Philippines’ President Duterte is a ‘sociopathic serial killer’ who should be forced out of office, senator says
Leila de Lima invoked a famous ‘People Power’ revolution that toppled dictator Ferdinand Marcos three decades ago, in her strongest comments yet against Duterte and his drug war
Philippine President Rodrigo Duterte is a “serial killer” who should be forced out of office, one of his chief critics said on Tuesday, as she faced arrest on drug charges she insisted were meant to silence her.
Senator Leila de Lima invoked a famous “People Power” revolution that toppled dictator Ferdinand Marcos three decades ago, in her strongest comments yet against Duterte and his drug war that has claimed thousands of lives.
“There is no more doubt that our president is a murderer and sociopathic serial killer,” De Lima told reporters, as she called on cabinet to declare him unfit to lead, and asked ordinary Filipinos to voice their opposition to his rule.
De Lima said the constitution allowed for a majority in his cabinet to force him to step down by ruling that he was mentally incapacitated, and urged it to do so. If the cabinet members did not, De Lima referred to the mass uprising that ended the “iron fist” of Marcos’s dictatorship in 1986.
“Now the time has come again for us to be brave and stand up to another criminal dictator and his evil regime,” De Lima said.
The government last week charged De Lima, a former national human rights commissioner, with orchestrating a drug trafficking ring when she was justice secretary in the previous administration.
De Lima, 57, her supporters and rights groups have said the charges against her are manufactured to silence her as well as intimidate other people who may want to speak out against him.
She could be detained anytime, although the courts hearing the cases must issue an arrest warrant.
When asked about De Lima’s comments, presidential spokesman Ernesto Abella simply described them as “colourful language” and pointed out that Duterte would allow public demonstrations against him.
Duterte, 71, won presidential elections last year after promising during the campaign to eradicate drugs in society by killing tens of thousands of people.

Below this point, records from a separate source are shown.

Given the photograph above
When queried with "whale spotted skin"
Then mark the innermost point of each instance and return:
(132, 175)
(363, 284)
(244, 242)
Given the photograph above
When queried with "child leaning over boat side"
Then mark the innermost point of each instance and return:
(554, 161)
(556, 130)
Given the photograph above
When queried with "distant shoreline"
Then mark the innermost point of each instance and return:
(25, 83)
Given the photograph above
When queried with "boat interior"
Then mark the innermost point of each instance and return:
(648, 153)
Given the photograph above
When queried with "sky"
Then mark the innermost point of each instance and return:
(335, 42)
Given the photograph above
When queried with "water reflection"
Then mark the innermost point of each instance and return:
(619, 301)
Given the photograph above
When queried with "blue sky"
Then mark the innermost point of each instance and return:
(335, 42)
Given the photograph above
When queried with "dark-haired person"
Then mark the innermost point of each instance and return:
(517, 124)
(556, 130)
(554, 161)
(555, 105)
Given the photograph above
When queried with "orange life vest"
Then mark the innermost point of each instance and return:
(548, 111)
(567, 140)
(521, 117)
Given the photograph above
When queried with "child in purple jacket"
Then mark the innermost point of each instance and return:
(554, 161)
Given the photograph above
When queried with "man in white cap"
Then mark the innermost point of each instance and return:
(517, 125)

He immediately launched the crackdown after taking office in June and police have reported killing 2,555 drug suspects since then, with about 4,000 other people murdered in unexplained circumstances. Amnesty International has warned police actions in the drug war may amount to crimes against humanity.

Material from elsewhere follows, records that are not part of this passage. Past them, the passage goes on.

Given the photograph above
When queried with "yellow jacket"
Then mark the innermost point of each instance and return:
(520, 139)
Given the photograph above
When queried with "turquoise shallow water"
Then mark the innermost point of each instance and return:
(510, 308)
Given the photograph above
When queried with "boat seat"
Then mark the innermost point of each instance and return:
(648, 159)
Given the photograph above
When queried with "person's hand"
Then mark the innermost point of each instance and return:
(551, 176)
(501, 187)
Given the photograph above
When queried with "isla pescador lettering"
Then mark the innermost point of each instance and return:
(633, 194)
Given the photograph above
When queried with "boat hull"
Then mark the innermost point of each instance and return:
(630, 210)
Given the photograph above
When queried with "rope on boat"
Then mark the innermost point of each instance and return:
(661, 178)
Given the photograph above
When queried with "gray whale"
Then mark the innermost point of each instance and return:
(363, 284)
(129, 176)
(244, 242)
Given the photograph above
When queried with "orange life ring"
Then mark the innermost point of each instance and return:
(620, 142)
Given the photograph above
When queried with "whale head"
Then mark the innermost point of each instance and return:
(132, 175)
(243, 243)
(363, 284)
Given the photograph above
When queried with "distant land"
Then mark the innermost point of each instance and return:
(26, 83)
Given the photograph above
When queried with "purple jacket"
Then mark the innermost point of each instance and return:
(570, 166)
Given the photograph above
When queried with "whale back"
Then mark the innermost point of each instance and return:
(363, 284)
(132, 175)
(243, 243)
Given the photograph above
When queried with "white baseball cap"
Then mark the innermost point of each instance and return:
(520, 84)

The powerful Roman Catholic Church, which helped lead the People Power revolution, has in recent months begun speaking out against the drug war and on Saturday held a rally against the killings, attracting thousands of people.
But Duterte remains popular with many Filipinos, who see him as the strongman needed to fight drugs and corruption, and there is little expectation of a popular uprising against him in the near future.